The Dangers of the American Weapons Trade
As we have learned over and over in recent years, there are all too many ways American military gear and weapons can end up in enemy hands. Sometimes the equipment is looted or captured, as when the Islamic State took thousands of U.S.-supplied Humvees—valued at a staggering $1 billion—from the Iraqi army in Mosul alone. Sometimes American-trained “moderate” rebels directly hand over their supplies to al Qaeda affiliates, as has happened in Syria.
And sometimes stuff just goes missing, as have literally hundreds of thousands of weapons in Iraq and Afghanistan over the past decade and a half. As The New York Times recently reported, the Pentagon can only account for about a quarter of the small arms our government has transferred to allies of varying quality in these two countries. Much of the rest now fuels a vibrant black market offering arms to the Mideast’s least savory characters, ISIS very much included.
Unfortunately, this counterproductive carelessness is nothing new—nor is it on its way out. On the contrary, similar tales of the failures of our weaponry welfare programs have been popping up for years, and President Obama, as well as both major party candidates, seem happy to keep the supply lines open.
In the summer of 2014, for instance, more than 200,000 weapons, some 43 percent of the small arms the U.S. had sent to Afghanistan at that point, were improperly recorded, with missing or duplicate serial numbers in Pentagon records.

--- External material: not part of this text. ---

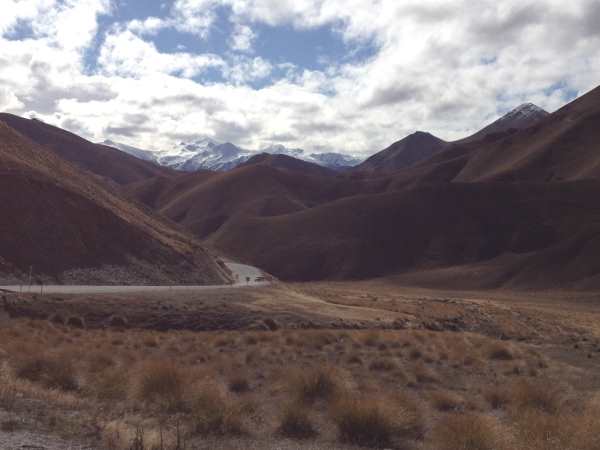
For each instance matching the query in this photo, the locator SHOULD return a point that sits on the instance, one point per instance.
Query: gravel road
(243, 275)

On the receiving side, the picture was even worse: The Afghan forces were found to have “no standardized or automated system” to keep track of the weapons they received. “There is a real potential for these weapons to fall into the hands of insurgents,” said the report’s understated conclusion, “which will pose additional risks to US personnel, the ANSF, and Afghan civilians.” And how!

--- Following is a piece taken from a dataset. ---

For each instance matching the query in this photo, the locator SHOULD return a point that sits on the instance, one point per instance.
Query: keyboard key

Before that, in 2009, weapons and ordnance collected from the bodies of Taliban insurgents were discovered to be of American provenance. Though some of the gear might have been obtained in battle, more likely it came from corrupt Afghan “allies.”

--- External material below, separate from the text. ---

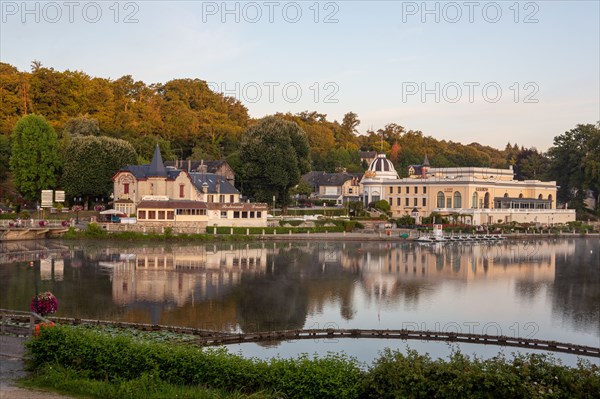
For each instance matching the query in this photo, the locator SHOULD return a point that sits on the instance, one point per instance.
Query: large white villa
(472, 195)
(162, 196)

Even earlier, in 2007, we learned that 30 percent of the weapons sent to Iraqi Security Forces from June 2004 to December 2005 were similarly missing. Those 190,000 lost arms far outnumbered the 14,000 known to be missing the year before and have themselves been far outnumbered since.
Today that same dysfunction persists. We are arming our enemies in significant part thanks to poor record-keeping, a seemingly basic task which our government has yet managed to botch. The excuse given to the Times was a matter of speed: Bothering to record the serial numbers of the weapons we shipped abroad would have slowed down the war on terror, claimed a Pentagon spokesman. Because acting quickly was so important, he said, “lapses in accountability of some of the weapons transferred occurred.”
It strains credulity past breaking point to imagine taking the time for proper bookkeeping could have made our Mideast boondoggles any worse than they are today. On the contrary, keeping better track of these arms could only have made us more secure.
Despite years of evidence that reckless arms transfers contribute to regional chaos, the Obama administration is sending more powerful weapons for distribution in the Middle East. Meanwhile, both Hillary Clinton and Donald Trump have made statements in support of arming at least some subset of “friendly” fighting forces in Iraq and Syria, assuring the black market of a steady supply of American weaponry for the foreseeable future.
When this wasteful and dangerous cycle will finally end is anyone’s bet. At this rate, it’s long odds it will ever happen at all.